1) a recent release of the Haskell platform (version >= 2013.2.0.0),

2) the GHC compiler accompanied by the Cabal packaging system:

  • GHC compiler (version >=7.6)

  • Cabal package (version >=1.4)

  • cabal-install program. The compiler depends on other community packages/libraries. This program will automatically fetch and install any library dependencies.

Downloading, building and installing the compiler

Clone the repository with the command:

$ git clone git://github.com/bezirg/abs2haskell

To build and install the abs2haskell backend run inside the abs2haskell/ directory:

sudo make install

How to run the Haskell backend

After installing the compiler, you should have the program abs2haskell under your PATH.

Examples of running:

$ abs2haskell Example.abs

# An ABS program may have multiple main blocks in different modules.
# So you have to specify in which module is the main block you want to build with

$ abs2haskell --main-is=Example.abs Example.abs

$ abs2haskell examples/   # will compile all ABS files under examples directory

The compiler will generate ".hs" files for each compiled ABS module. No other runtime system libraries and dependencies will be generated.
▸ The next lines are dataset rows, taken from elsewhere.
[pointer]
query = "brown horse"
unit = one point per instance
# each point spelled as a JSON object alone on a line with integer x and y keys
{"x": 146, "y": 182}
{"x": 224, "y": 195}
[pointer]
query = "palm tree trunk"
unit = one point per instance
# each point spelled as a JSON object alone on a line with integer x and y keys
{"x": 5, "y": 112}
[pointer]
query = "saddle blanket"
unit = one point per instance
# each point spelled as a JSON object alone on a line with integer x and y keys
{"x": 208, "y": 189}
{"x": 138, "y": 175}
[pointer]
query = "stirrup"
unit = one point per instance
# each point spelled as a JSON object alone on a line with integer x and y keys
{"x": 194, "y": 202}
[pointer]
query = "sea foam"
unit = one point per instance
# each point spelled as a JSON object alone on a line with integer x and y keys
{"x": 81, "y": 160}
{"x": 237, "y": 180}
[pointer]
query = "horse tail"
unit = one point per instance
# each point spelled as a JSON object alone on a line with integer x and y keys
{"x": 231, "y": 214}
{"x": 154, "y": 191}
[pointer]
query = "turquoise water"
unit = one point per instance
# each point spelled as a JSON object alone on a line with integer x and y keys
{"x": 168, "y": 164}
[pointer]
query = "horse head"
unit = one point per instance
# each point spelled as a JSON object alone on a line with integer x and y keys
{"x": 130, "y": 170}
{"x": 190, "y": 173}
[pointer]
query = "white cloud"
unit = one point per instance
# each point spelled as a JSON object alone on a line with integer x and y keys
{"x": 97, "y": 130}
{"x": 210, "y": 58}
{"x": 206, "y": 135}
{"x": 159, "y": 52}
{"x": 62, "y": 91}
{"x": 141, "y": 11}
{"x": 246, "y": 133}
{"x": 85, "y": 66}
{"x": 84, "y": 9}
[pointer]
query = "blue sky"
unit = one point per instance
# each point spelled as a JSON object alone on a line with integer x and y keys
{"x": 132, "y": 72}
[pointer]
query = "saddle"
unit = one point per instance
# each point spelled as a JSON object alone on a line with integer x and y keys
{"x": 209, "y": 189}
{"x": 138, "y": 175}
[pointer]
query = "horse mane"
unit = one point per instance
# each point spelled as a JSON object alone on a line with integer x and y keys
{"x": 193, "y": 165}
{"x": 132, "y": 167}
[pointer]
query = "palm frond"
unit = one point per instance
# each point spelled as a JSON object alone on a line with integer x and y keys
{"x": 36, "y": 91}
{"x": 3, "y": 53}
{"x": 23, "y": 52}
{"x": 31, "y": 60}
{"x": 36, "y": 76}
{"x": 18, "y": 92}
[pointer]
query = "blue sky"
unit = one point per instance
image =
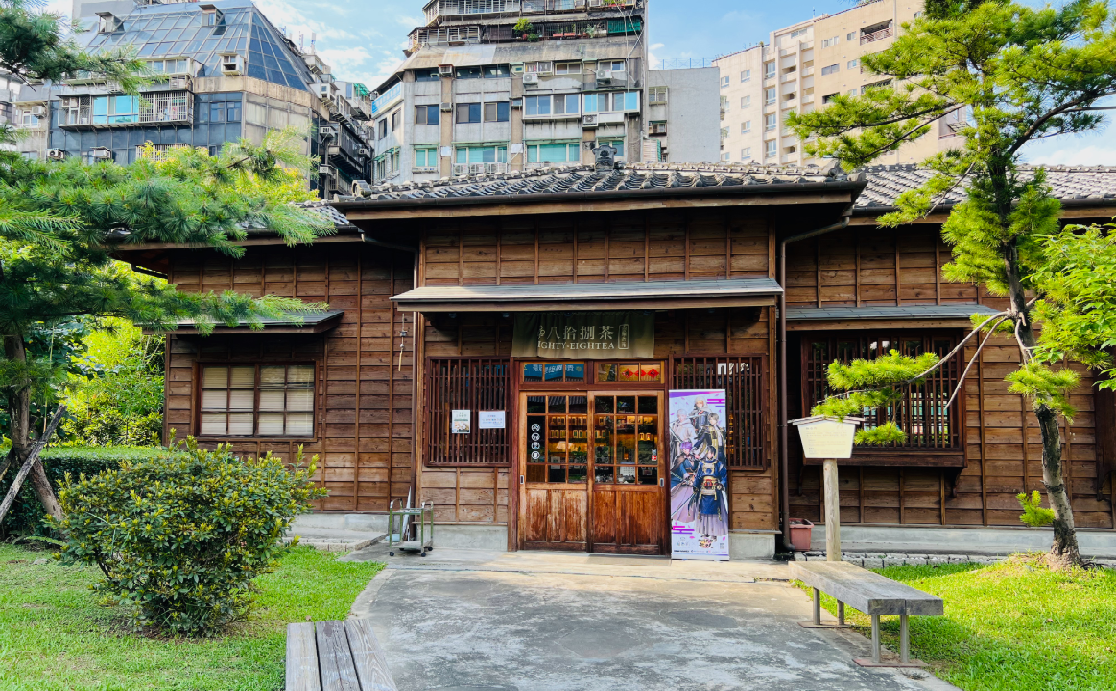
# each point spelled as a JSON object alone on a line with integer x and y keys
{"x": 363, "y": 40}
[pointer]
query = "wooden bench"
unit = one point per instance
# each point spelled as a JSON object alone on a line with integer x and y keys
{"x": 869, "y": 593}
{"x": 336, "y": 656}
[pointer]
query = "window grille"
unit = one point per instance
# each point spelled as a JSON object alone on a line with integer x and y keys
{"x": 744, "y": 384}
{"x": 921, "y": 412}
{"x": 473, "y": 384}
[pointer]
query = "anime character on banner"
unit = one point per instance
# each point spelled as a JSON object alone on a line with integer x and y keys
{"x": 699, "y": 474}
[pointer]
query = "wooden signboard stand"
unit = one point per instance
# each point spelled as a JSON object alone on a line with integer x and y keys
{"x": 828, "y": 439}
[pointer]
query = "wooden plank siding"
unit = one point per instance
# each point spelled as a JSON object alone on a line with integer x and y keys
{"x": 599, "y": 248}
{"x": 363, "y": 426}
{"x": 866, "y": 266}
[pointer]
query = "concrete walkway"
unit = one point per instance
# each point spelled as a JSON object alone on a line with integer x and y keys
{"x": 479, "y": 621}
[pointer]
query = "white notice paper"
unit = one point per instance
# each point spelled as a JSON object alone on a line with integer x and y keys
{"x": 459, "y": 422}
{"x": 490, "y": 420}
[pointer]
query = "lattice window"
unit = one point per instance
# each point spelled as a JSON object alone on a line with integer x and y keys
{"x": 921, "y": 413}
{"x": 470, "y": 384}
{"x": 744, "y": 384}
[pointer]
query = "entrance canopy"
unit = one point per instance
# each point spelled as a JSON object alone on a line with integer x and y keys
{"x": 653, "y": 295}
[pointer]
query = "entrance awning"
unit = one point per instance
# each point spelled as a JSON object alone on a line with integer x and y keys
{"x": 310, "y": 323}
{"x": 653, "y": 295}
{"x": 912, "y": 316}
The final step before running the ABS program is to compile the generated Haskell code to machine code, as the example:

ghc --make -threaded Example.hs # put the generated haskell file that has the main block here
Running the final program
./Example -O # means run it on 1 core with default optimizations
./Example -O +RTS -N1 # the same as the above
./Example -O +RTS -N2 # run it on 2 cores
./Example -O +RTS -N4 # run it on 4 cores
./Example -O +RTS -NK # run it on K cores

1. This ordering is not guaranteed to be stable between two invocations of a program. If ABS ever develops object serialization, care must be taken to uphold any datatype invariants across program invocations, e.g., when reading back an ordered list of objects.